Este lunes la Terminal 4 del Puerto de Buenos Aires quedó paralizada por un paro de capataces portuarios que suspendió por completo las operaciones de importación y exportación. La medida generó preocupación inmediata entre transportistas, despachantes de aduana y operadores de comercio exterior que dependen de este nodo estratégico

Los primeros en advertir el conflicto fueron los transportistas, que en las primeras horas de la mañana encontraron bloqueado el acceso. Poco después, el Centro de Despachantes de Aduana (CDA) confirmó públicamente la interrupción y advirtió sobre las consecuencias en la dinámica del puerto: “El cese de actividades impacta directamente en la planificación de importadores y exportadores”.

La Terminal 4 es clave en el movimiento de contenedores en la dársena norte y su parálisis derivó en una acumulación de camiones en los accesos. A diferencia de otros incidentes menores, la medida afectó tanto a importaciones como exportaciones, lo que encendió alertas sobre un posible efecto dominó en los próximos días si no se alcanza un acuerdo.

El paro se inscribió en un contexto de reclamos laborales vinculados a condiciones de trabajo y acuerdos salariales. Aunque el gremio no difundió un comunicado oficial, fuentes del sector señalaron que la medida apuntó a presionar en medio de negociaciones que incluyen turnos de trabajo, seguridad operativa y ajustes pendientes.

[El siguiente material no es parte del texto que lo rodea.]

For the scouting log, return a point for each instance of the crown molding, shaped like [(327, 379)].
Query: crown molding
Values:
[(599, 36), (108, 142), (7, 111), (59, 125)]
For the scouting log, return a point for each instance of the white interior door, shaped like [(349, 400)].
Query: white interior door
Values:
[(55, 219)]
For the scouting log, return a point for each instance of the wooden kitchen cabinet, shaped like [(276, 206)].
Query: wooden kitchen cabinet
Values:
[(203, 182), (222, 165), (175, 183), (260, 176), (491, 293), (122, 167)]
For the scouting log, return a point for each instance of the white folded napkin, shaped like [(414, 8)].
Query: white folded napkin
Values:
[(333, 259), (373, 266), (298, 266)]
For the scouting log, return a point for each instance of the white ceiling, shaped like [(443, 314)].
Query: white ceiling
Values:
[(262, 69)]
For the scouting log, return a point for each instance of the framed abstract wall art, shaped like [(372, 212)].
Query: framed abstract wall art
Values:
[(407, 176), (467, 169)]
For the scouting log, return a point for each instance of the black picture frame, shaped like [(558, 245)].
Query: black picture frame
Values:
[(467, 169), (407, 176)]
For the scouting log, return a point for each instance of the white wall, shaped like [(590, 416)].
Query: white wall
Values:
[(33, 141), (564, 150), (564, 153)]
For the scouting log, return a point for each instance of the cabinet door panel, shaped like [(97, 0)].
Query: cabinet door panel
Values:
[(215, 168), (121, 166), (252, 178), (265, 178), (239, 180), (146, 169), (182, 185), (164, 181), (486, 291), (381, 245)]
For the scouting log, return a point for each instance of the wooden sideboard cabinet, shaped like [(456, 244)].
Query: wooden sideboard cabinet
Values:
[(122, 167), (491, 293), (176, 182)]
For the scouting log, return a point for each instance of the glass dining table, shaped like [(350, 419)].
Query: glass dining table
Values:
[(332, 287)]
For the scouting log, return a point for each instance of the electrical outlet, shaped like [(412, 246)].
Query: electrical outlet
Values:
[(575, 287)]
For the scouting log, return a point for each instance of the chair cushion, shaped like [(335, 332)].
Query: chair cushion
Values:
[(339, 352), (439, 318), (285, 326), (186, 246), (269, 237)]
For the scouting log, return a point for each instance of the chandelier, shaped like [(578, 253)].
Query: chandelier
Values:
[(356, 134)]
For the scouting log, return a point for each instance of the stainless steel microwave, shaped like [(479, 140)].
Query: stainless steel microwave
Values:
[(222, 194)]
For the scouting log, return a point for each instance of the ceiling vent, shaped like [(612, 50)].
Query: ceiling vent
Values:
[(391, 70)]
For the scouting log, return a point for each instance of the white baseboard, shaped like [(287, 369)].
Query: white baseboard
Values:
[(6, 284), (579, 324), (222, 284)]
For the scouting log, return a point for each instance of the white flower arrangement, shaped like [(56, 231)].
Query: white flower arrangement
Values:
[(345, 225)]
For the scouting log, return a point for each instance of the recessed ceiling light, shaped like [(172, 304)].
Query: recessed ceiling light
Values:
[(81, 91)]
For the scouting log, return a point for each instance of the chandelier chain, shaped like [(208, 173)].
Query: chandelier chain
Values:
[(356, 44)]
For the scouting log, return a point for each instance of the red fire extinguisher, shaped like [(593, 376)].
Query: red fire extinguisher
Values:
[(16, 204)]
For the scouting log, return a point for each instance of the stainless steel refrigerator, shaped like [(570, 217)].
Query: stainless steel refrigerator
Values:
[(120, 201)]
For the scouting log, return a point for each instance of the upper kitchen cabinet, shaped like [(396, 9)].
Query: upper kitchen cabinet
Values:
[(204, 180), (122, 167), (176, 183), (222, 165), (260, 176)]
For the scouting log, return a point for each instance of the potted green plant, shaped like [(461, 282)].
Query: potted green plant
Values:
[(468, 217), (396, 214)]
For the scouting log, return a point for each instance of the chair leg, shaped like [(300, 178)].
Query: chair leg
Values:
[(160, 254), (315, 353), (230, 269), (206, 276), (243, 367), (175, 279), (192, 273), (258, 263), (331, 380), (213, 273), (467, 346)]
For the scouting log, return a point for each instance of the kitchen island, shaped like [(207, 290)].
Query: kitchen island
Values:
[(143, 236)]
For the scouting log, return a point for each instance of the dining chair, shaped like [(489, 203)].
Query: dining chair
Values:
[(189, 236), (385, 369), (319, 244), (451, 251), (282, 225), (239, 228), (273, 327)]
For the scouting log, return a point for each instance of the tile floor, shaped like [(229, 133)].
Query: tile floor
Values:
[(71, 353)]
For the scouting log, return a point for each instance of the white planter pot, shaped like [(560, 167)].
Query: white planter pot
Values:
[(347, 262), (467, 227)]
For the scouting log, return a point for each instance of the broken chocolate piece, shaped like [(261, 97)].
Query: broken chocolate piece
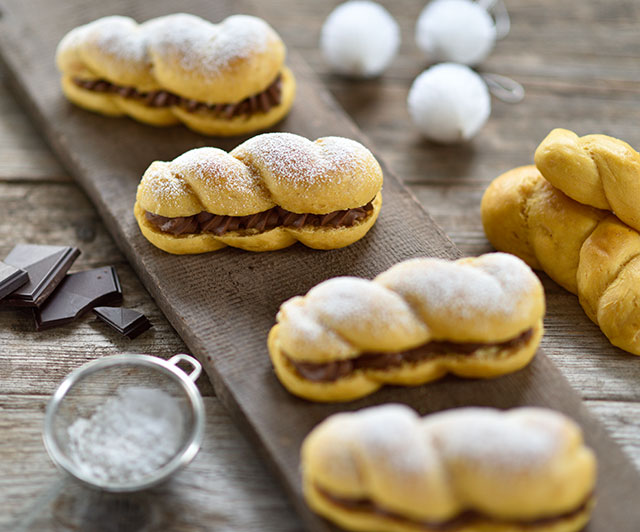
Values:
[(11, 278), (78, 293), (46, 266), (126, 321)]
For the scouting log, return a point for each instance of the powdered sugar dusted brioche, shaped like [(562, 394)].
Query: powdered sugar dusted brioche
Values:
[(423, 318), (468, 469), (267, 193), (226, 78)]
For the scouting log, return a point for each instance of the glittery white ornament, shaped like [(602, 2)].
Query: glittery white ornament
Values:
[(360, 38), (449, 103), (460, 31)]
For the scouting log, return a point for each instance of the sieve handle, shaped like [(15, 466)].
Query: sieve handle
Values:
[(183, 357)]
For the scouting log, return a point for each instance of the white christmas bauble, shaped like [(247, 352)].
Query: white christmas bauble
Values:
[(449, 103), (359, 38), (460, 31)]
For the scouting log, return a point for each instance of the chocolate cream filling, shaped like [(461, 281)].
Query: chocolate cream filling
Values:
[(466, 518), (218, 224), (258, 103), (332, 371)]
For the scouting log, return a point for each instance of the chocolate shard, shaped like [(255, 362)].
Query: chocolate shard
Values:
[(11, 278), (46, 266), (78, 293), (126, 321)]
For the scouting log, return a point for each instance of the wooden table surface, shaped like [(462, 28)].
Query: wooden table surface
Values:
[(578, 62)]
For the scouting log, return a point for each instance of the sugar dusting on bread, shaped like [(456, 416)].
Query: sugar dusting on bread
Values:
[(523, 439), (268, 170), (215, 170), (517, 441), (413, 296), (199, 45), (494, 284), (204, 47)]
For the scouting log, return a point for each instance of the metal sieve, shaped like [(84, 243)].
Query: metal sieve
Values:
[(88, 387)]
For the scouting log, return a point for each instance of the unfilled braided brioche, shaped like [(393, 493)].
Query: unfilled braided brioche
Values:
[(270, 170), (486, 301), (184, 55), (586, 250), (595, 170), (468, 469)]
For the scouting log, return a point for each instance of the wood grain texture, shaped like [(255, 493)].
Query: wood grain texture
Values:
[(453, 208)]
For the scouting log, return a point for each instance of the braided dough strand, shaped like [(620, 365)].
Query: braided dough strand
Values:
[(487, 300), (268, 170), (183, 54), (523, 464), (595, 170), (586, 250)]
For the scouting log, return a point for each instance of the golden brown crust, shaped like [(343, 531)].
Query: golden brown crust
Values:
[(483, 364), (488, 300), (511, 467), (270, 240), (595, 170), (177, 53), (586, 250)]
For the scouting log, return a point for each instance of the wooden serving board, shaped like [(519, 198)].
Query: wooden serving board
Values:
[(223, 303)]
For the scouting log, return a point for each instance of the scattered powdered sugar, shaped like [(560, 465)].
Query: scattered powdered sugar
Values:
[(129, 437)]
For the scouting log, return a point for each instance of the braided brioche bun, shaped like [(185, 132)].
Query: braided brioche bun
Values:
[(489, 301), (183, 55), (587, 251), (269, 170), (595, 170), (526, 469)]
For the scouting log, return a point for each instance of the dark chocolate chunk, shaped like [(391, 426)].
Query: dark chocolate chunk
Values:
[(78, 293), (11, 278), (46, 266), (126, 321)]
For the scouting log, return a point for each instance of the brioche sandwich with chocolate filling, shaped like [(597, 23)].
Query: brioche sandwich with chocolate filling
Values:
[(414, 323), (218, 79), (462, 470), (268, 193)]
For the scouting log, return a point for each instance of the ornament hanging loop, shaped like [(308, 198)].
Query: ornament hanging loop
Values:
[(504, 88), (498, 11)]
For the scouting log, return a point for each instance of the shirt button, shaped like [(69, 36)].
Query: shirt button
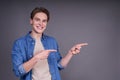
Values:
[(32, 42), (30, 56)]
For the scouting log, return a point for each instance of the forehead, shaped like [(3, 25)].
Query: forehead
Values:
[(40, 15)]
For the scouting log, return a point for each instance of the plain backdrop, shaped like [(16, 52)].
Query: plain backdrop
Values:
[(96, 22)]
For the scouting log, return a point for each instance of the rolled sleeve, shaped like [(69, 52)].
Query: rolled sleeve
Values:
[(21, 70), (60, 66)]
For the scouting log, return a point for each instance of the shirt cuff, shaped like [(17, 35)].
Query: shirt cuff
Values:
[(21, 70), (60, 66)]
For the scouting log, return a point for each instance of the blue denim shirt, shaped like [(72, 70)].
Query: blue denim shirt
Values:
[(22, 51)]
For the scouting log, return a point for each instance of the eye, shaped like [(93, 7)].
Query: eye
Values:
[(44, 20), (37, 19)]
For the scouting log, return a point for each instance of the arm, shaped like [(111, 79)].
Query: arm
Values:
[(20, 67), (41, 55)]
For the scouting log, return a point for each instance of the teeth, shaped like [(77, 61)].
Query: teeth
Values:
[(39, 27)]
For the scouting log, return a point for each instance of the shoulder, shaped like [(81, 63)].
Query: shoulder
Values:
[(20, 40)]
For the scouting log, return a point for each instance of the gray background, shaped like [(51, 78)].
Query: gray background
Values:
[(95, 22)]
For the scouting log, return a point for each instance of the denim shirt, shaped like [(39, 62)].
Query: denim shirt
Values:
[(22, 52)]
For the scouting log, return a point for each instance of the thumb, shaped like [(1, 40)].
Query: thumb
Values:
[(51, 50)]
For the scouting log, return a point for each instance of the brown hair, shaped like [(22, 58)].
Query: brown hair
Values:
[(40, 9)]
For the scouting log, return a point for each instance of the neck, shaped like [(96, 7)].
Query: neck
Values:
[(36, 35)]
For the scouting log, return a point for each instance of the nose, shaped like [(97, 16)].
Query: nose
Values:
[(40, 23)]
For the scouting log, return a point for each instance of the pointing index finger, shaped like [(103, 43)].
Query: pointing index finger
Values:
[(83, 44)]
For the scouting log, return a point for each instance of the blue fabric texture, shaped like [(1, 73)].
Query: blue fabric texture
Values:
[(22, 52)]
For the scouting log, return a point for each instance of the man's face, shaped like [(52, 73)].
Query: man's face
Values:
[(39, 22)]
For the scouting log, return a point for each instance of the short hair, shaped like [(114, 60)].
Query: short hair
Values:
[(40, 9)]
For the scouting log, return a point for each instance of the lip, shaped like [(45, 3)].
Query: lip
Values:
[(39, 27)]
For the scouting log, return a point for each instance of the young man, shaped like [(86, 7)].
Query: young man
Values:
[(36, 56)]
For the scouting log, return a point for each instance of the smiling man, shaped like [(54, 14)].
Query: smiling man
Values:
[(36, 56)]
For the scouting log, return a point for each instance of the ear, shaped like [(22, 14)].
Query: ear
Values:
[(31, 22)]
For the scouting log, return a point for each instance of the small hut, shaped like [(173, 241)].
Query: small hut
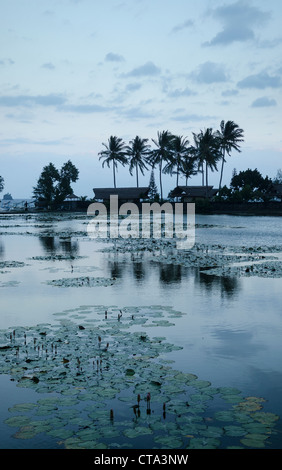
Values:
[(193, 193), (135, 195)]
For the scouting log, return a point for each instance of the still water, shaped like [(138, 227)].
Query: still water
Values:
[(230, 331)]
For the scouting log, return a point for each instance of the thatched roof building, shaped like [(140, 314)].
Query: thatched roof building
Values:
[(124, 194), (193, 193)]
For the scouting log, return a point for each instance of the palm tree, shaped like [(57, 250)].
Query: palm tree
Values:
[(180, 150), (230, 135), (187, 167), (162, 153), (137, 151), (115, 153), (207, 150)]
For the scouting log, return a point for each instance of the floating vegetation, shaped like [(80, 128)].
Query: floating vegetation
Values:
[(107, 384), (83, 281), (269, 269), (11, 264), (212, 259), (58, 257)]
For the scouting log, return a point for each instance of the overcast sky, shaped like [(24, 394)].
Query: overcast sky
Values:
[(74, 72)]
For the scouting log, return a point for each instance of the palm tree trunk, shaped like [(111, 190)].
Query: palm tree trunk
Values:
[(161, 186), (114, 174), (207, 180), (221, 173)]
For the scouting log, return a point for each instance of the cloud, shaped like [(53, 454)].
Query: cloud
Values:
[(180, 93), (6, 62), (32, 100), (111, 57), (230, 93), (260, 81), (181, 26), (133, 87), (192, 117), (263, 102), (239, 20), (209, 72), (134, 113), (83, 108), (148, 69), (48, 65)]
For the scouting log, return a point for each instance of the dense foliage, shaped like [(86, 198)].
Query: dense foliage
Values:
[(54, 185)]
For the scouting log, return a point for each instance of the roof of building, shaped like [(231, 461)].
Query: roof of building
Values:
[(122, 193)]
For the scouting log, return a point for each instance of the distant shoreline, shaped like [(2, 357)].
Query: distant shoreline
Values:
[(201, 207)]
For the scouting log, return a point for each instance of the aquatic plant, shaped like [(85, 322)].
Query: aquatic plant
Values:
[(102, 383)]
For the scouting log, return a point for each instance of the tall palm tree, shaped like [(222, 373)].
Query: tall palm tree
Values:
[(188, 167), (162, 153), (137, 151), (207, 150), (180, 150), (230, 135), (115, 153)]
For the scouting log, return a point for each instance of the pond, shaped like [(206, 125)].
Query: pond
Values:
[(133, 344)]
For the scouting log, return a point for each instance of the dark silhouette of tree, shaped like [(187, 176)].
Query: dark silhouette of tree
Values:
[(45, 190), (207, 151), (162, 154), (180, 151), (53, 186), (138, 151), (1, 183), (68, 174), (230, 136), (115, 153), (153, 190)]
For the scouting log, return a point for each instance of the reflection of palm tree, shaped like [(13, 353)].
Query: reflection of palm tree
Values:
[(162, 153), (207, 151), (115, 153), (137, 152), (230, 135), (180, 151)]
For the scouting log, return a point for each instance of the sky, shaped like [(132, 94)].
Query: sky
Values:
[(75, 72)]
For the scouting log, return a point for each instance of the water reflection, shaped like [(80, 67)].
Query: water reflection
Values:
[(229, 286), (54, 245), (171, 273)]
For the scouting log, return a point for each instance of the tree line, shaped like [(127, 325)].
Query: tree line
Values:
[(173, 154)]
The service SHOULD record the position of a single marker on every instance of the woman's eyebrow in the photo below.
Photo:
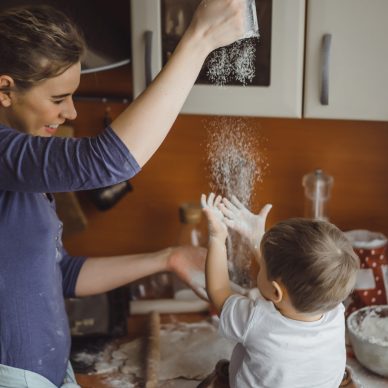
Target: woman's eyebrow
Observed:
(61, 95)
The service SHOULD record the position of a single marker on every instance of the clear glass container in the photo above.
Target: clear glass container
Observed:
(317, 189)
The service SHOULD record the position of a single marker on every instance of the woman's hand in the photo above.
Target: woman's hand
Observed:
(217, 227)
(188, 263)
(240, 219)
(219, 22)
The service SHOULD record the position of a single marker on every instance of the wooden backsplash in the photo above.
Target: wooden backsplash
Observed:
(353, 152)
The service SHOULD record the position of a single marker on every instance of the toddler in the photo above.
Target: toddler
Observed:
(293, 334)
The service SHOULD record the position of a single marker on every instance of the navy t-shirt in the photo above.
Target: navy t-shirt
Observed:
(36, 272)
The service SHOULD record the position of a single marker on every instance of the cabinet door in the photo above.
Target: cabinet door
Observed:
(278, 93)
(355, 83)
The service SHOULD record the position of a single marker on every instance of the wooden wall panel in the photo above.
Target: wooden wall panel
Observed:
(353, 152)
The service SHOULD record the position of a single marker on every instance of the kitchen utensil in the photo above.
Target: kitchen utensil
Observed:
(153, 351)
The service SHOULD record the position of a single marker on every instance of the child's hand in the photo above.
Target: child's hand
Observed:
(210, 206)
(240, 219)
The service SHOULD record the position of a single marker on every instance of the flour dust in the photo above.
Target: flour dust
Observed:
(236, 163)
(233, 62)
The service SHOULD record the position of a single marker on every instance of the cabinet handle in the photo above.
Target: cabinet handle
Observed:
(148, 56)
(326, 48)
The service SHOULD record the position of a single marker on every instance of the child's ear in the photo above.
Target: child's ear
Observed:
(278, 292)
(6, 83)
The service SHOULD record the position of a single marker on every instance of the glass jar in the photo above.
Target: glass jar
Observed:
(317, 189)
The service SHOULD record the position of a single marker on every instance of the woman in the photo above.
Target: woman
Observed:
(40, 53)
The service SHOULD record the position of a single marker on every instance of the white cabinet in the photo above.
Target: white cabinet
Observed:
(279, 96)
(356, 82)
(339, 70)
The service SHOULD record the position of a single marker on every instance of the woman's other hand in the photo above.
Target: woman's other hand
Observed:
(210, 206)
(188, 263)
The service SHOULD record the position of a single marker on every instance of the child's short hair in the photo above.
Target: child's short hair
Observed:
(314, 261)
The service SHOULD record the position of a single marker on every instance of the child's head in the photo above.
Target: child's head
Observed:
(313, 260)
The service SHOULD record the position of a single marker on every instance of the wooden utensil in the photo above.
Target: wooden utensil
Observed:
(153, 351)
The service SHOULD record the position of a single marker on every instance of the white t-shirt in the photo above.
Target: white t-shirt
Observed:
(278, 352)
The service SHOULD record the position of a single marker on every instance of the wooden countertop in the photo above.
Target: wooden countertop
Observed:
(137, 327)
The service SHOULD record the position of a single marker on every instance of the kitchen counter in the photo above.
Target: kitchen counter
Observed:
(138, 327)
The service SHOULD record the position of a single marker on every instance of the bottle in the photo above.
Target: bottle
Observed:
(190, 233)
(317, 189)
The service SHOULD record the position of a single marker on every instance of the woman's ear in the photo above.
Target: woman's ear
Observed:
(6, 84)
(278, 292)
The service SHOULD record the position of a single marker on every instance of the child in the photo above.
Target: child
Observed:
(293, 334)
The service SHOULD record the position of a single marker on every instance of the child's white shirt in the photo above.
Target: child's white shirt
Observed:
(278, 352)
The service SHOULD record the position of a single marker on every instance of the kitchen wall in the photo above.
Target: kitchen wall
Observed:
(353, 152)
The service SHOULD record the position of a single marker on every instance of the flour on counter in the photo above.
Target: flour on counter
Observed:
(188, 351)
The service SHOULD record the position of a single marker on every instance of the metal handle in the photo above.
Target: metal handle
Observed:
(326, 48)
(148, 56)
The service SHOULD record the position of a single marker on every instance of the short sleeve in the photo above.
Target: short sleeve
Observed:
(236, 317)
(54, 164)
(70, 268)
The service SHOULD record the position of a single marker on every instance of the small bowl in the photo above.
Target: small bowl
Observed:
(369, 343)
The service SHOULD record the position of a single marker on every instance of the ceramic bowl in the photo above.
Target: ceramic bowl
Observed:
(368, 334)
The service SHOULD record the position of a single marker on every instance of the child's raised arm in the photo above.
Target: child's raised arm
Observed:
(239, 218)
(217, 276)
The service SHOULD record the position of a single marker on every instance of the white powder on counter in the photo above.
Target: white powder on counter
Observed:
(188, 350)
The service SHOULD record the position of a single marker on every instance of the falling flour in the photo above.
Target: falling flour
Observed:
(234, 62)
(236, 162)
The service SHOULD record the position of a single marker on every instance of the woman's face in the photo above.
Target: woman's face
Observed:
(40, 110)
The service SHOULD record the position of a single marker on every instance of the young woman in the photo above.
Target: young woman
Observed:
(40, 53)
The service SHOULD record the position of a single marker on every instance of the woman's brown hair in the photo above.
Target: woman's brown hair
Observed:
(37, 43)
(314, 261)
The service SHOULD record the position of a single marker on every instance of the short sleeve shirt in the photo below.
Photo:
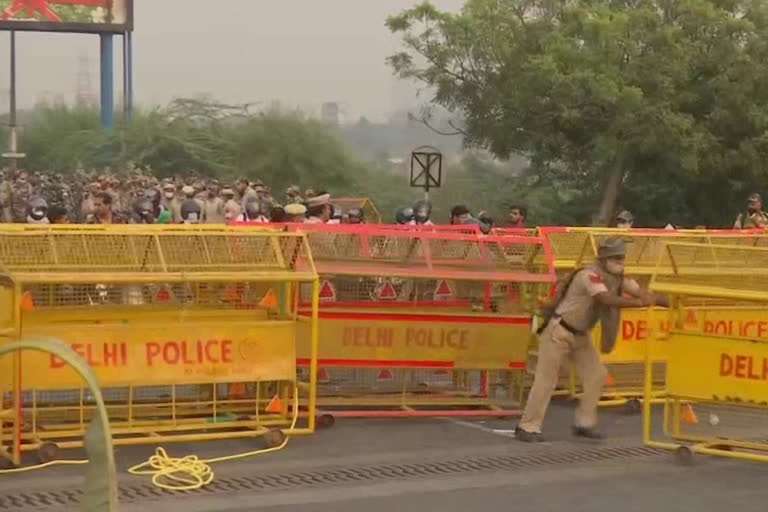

Al cierre de la jornada, no se había informado la duración de la medida ni se habían fijado reuniones formales para destrabar el conflicto. Sin embargo, trascendió que tanto las autoridades portuarias como representantes del Ministerio de Trabajo podrían intervenir en breve.

La interrupción reforzó la fragilidad del sistema logístico del comercio exterior argentino, donde cualquier corte de actividades repercute de manera inmediata en sectores sensibles como el de mercadería perecedera, insumos industriales y piezas de reposición.